Fidelma dio un sorbo al repulsivo bebedizo, y su sabor le hizo torcer el gesto.
– Será mejor que os lo traguéis lo más rápido que podáis -le aconsejó el fraile.
Fidelma hizo un mohín, pero siguió su consejo: cerró los ojos y se lo bebió de un solo trago.
– Tiene un sabor horrible -observó al tiempo que dejaba la taza en la mesa-. Se diría que disfrutáis haciéndome ingerir vuestros nocivos brebajes.
– En nuestra lengua solemos decir que las buenas curas, cuanto más amargas, más seguras -repuso él complacido-. Bueno, ¿dónde nos habíamos…?
– Seaxwulf. Según decís, se han llevado el cuerpo, pero ¿por qué? ¿Para qué querrían matarlo y luego tomarse tantas molestias con el propósito de ocultar su cadáver?
– Está claro que lo asesinaron para evitar que hablase con vos.
– ¿Y qué secreto iría a confiarme? ¿Qué podía ser tan importante para concertar una reunión a escondidas… y para que alguien acabara asesinándolo?
– Quizás el monje conocía la identidad del asesino que buscamos.
Fidelma se sentó en el catre y apretó los dientes con rabia.
– Ya ha habido tres crímenes, tres, y aún estamos tan cerca de resolverlos como al principio.
Eadulf meneó la cabeza.
– No estoy de acuerdo, hermana -observó vehemente.
Fidelma levantó la vista sorprendida.
– ¿Qué queréis decir?
– Si no nos hubiésemos acercado a la solución, sólo habría habido un asesinato: los otros dos se han cometido para evitar que descubramos al asesino. Hemos debido de estar a punto de llegar al final, y eso lo ha obligado a actuar antes de que lo consiguiéramos.

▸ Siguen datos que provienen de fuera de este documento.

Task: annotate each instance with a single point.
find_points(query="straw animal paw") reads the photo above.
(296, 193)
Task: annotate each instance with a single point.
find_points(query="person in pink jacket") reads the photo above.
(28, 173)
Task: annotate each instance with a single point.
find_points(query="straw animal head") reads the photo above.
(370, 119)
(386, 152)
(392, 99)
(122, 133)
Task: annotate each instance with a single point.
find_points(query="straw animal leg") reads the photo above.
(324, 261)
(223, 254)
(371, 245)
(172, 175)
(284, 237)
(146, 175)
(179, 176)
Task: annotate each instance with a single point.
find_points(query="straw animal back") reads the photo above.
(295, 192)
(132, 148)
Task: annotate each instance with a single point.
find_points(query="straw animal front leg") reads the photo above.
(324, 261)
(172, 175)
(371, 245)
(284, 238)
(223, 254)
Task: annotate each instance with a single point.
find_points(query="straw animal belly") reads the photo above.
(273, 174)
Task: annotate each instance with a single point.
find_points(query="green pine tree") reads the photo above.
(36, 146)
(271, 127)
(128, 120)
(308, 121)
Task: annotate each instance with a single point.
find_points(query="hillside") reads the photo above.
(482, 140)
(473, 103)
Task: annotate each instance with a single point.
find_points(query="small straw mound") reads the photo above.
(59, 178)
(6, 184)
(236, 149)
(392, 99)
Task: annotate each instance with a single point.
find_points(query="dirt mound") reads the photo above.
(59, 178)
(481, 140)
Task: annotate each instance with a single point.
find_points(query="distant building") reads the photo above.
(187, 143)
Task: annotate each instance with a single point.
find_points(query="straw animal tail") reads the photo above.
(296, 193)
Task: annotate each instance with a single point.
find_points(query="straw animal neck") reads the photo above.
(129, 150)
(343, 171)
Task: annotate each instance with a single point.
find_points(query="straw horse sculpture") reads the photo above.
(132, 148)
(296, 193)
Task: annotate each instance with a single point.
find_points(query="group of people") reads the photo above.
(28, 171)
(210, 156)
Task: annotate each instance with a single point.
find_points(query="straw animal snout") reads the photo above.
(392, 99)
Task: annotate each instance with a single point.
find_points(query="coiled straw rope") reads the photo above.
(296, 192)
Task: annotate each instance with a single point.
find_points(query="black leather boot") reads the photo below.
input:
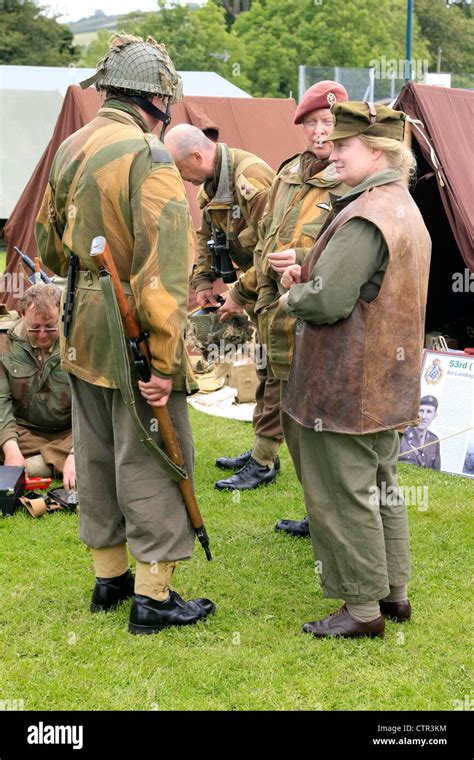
(236, 463)
(400, 612)
(298, 528)
(250, 476)
(109, 592)
(149, 616)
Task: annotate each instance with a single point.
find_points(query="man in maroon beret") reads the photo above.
(296, 208)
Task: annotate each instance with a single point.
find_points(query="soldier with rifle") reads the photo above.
(114, 179)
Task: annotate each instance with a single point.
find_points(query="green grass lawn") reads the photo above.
(252, 654)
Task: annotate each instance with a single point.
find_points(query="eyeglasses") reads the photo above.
(310, 123)
(46, 329)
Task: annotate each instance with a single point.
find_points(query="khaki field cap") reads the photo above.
(362, 118)
(132, 64)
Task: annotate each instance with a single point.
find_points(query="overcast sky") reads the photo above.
(71, 10)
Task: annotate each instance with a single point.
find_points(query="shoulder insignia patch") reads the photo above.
(159, 154)
(286, 164)
(246, 187)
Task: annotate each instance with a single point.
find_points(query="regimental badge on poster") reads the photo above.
(443, 438)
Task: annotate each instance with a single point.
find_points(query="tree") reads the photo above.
(449, 30)
(29, 38)
(197, 40)
(233, 8)
(280, 35)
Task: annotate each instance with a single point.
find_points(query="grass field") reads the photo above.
(252, 654)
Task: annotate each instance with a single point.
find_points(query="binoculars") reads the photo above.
(221, 263)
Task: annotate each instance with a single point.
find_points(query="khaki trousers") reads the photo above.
(123, 492)
(54, 447)
(360, 541)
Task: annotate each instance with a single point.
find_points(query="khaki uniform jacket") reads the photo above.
(295, 212)
(236, 208)
(112, 178)
(34, 392)
(428, 456)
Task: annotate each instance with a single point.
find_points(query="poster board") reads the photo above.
(444, 437)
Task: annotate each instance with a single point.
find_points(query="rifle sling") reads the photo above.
(124, 379)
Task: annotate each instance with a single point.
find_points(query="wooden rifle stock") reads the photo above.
(102, 256)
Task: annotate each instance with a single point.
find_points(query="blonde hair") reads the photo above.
(43, 298)
(399, 155)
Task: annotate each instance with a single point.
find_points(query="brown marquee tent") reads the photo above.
(261, 125)
(442, 142)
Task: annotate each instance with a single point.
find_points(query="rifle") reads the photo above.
(102, 256)
(31, 265)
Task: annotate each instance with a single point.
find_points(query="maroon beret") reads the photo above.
(320, 95)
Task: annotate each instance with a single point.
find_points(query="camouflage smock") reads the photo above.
(292, 219)
(129, 191)
(34, 392)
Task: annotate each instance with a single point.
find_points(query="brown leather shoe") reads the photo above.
(340, 623)
(400, 612)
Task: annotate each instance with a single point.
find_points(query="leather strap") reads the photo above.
(124, 379)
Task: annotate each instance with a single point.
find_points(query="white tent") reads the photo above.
(27, 120)
(31, 98)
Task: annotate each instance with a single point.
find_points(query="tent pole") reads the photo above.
(408, 41)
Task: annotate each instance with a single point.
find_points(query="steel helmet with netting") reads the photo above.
(135, 65)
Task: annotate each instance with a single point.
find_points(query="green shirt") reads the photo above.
(351, 267)
(34, 390)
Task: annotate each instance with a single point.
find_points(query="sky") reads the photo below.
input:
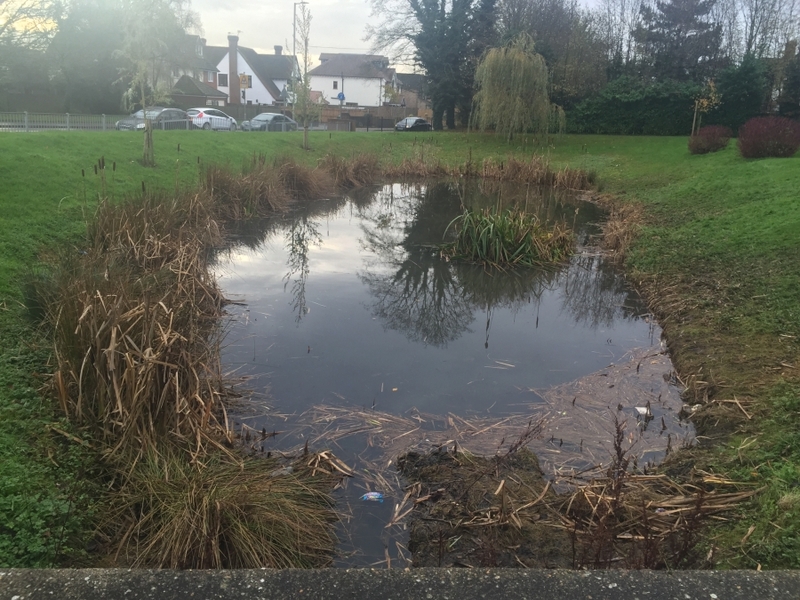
(336, 25)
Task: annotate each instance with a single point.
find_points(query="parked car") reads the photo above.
(211, 118)
(270, 122)
(413, 124)
(162, 118)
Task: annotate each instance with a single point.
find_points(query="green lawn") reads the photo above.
(718, 254)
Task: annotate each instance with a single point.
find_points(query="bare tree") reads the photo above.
(27, 23)
(305, 110)
(154, 33)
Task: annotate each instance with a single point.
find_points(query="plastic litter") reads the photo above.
(373, 497)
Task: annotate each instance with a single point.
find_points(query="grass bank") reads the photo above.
(717, 255)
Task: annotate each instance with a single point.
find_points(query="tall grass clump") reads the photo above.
(263, 188)
(538, 171)
(507, 238)
(711, 138)
(226, 514)
(361, 169)
(135, 316)
(763, 137)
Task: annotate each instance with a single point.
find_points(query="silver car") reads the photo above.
(211, 118)
(270, 122)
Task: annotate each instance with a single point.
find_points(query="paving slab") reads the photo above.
(397, 584)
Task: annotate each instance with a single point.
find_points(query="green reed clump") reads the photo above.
(507, 238)
(357, 171)
(225, 514)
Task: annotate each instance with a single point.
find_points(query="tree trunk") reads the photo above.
(451, 116)
(438, 113)
(148, 153)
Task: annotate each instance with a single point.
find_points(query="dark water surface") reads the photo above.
(346, 302)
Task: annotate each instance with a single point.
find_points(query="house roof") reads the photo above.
(413, 81)
(267, 67)
(215, 54)
(188, 86)
(191, 58)
(363, 66)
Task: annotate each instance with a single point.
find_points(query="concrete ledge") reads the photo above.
(368, 584)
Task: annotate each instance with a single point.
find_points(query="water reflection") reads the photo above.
(348, 306)
(433, 301)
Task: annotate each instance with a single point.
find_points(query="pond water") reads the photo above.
(354, 333)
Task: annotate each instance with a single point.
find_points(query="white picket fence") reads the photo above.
(25, 121)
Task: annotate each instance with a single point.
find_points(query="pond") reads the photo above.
(353, 333)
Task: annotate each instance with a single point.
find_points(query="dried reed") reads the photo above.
(228, 514)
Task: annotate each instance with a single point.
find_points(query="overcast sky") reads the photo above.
(336, 25)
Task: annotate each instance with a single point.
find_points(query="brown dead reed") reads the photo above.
(357, 171)
(134, 320)
(536, 171)
(621, 226)
(627, 520)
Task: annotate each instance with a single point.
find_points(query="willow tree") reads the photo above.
(511, 92)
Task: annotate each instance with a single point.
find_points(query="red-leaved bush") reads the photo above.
(710, 139)
(769, 136)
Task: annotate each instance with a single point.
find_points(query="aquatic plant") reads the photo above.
(507, 238)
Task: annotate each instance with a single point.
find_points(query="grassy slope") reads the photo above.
(719, 243)
(722, 247)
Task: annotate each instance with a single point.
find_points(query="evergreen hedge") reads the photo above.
(628, 106)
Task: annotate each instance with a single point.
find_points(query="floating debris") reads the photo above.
(372, 497)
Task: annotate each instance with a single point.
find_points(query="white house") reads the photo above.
(359, 78)
(266, 76)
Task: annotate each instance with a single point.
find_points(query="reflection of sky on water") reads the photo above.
(349, 302)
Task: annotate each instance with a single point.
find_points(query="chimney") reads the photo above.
(234, 96)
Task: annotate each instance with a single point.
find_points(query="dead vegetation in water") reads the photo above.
(577, 421)
(135, 316)
(357, 171)
(620, 227)
(230, 513)
(501, 512)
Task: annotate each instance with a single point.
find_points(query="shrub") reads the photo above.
(710, 139)
(769, 136)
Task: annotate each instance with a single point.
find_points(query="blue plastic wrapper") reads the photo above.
(373, 497)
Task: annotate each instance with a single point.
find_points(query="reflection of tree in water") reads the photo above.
(434, 301)
(415, 290)
(301, 234)
(594, 294)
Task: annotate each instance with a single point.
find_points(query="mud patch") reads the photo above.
(483, 512)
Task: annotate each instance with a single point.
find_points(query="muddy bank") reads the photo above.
(478, 512)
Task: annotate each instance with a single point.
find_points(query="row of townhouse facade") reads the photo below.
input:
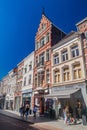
(55, 71)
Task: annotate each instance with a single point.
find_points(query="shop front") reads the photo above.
(66, 95)
(2, 101)
(39, 99)
(27, 97)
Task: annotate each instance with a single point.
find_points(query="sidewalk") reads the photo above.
(44, 122)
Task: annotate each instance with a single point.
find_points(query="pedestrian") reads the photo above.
(34, 111)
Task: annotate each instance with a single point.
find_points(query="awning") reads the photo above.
(62, 93)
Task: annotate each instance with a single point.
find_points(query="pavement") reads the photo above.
(44, 122)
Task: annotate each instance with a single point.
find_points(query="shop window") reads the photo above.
(65, 55)
(36, 60)
(25, 69)
(77, 71)
(56, 59)
(40, 79)
(47, 76)
(36, 80)
(47, 37)
(30, 66)
(29, 79)
(66, 74)
(41, 59)
(86, 34)
(56, 76)
(42, 42)
(47, 55)
(25, 81)
(75, 51)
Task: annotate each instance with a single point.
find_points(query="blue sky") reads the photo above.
(19, 21)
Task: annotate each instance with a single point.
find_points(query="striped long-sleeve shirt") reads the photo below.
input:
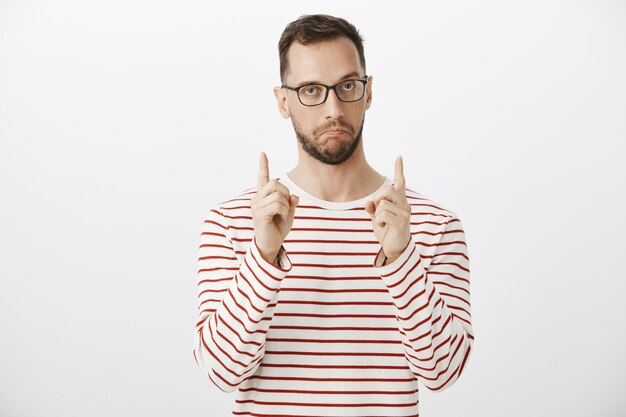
(330, 330)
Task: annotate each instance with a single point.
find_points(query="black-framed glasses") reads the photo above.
(315, 94)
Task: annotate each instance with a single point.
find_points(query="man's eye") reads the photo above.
(311, 90)
(348, 85)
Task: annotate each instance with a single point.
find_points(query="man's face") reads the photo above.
(327, 62)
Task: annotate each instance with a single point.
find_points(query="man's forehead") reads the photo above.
(326, 61)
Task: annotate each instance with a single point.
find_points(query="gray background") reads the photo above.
(123, 122)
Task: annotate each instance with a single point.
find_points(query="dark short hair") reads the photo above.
(311, 29)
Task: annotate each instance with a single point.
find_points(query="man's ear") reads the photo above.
(281, 101)
(368, 91)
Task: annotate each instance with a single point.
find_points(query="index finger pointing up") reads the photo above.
(264, 171)
(398, 181)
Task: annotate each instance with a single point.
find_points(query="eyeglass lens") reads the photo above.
(349, 90)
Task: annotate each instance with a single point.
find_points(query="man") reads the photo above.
(332, 289)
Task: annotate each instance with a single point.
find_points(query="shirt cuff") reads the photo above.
(390, 267)
(284, 261)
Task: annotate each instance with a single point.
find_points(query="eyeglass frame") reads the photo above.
(328, 88)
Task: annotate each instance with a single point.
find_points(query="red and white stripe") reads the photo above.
(331, 332)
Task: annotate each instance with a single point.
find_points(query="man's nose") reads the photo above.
(333, 106)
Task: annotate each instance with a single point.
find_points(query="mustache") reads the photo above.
(334, 126)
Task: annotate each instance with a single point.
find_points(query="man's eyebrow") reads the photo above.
(348, 75)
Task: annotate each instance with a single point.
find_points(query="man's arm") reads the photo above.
(236, 303)
(433, 307)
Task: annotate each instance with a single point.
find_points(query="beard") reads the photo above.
(315, 147)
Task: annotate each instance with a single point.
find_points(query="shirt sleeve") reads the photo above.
(236, 303)
(433, 306)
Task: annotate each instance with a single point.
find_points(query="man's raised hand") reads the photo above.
(273, 210)
(391, 215)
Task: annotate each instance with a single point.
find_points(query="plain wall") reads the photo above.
(123, 122)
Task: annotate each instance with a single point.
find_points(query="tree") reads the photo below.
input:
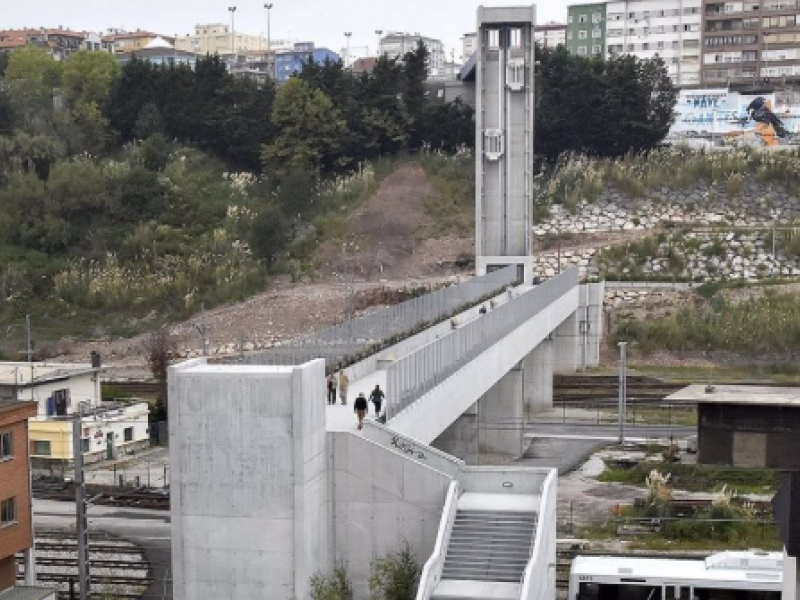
(31, 78)
(601, 107)
(159, 348)
(336, 587)
(309, 128)
(148, 122)
(88, 78)
(448, 127)
(416, 74)
(268, 233)
(395, 576)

Fidelma se paró a reflexionar.
– Tenéis razón, tal vez es mucho más fácil de lo que pensamos. Tenéis toda la razón, Eadulf.
El aludido esbozó una sonrisa afligida.
– También he descubierto que no todo era mentira en la historia del broche que nos contó Athelnoth.
– ¿Cómo?
Eadulf extendió una mano y en la palma apareció un pequeño broche de plata. Se trataba de un objeto de factura exquisita, adornado con motivos circulares y espirales resaltados con esmalte y piedras semipreciosas. La hermana lo cogió y lo sostuvo en alto, dándole vueltas entre sus dedos.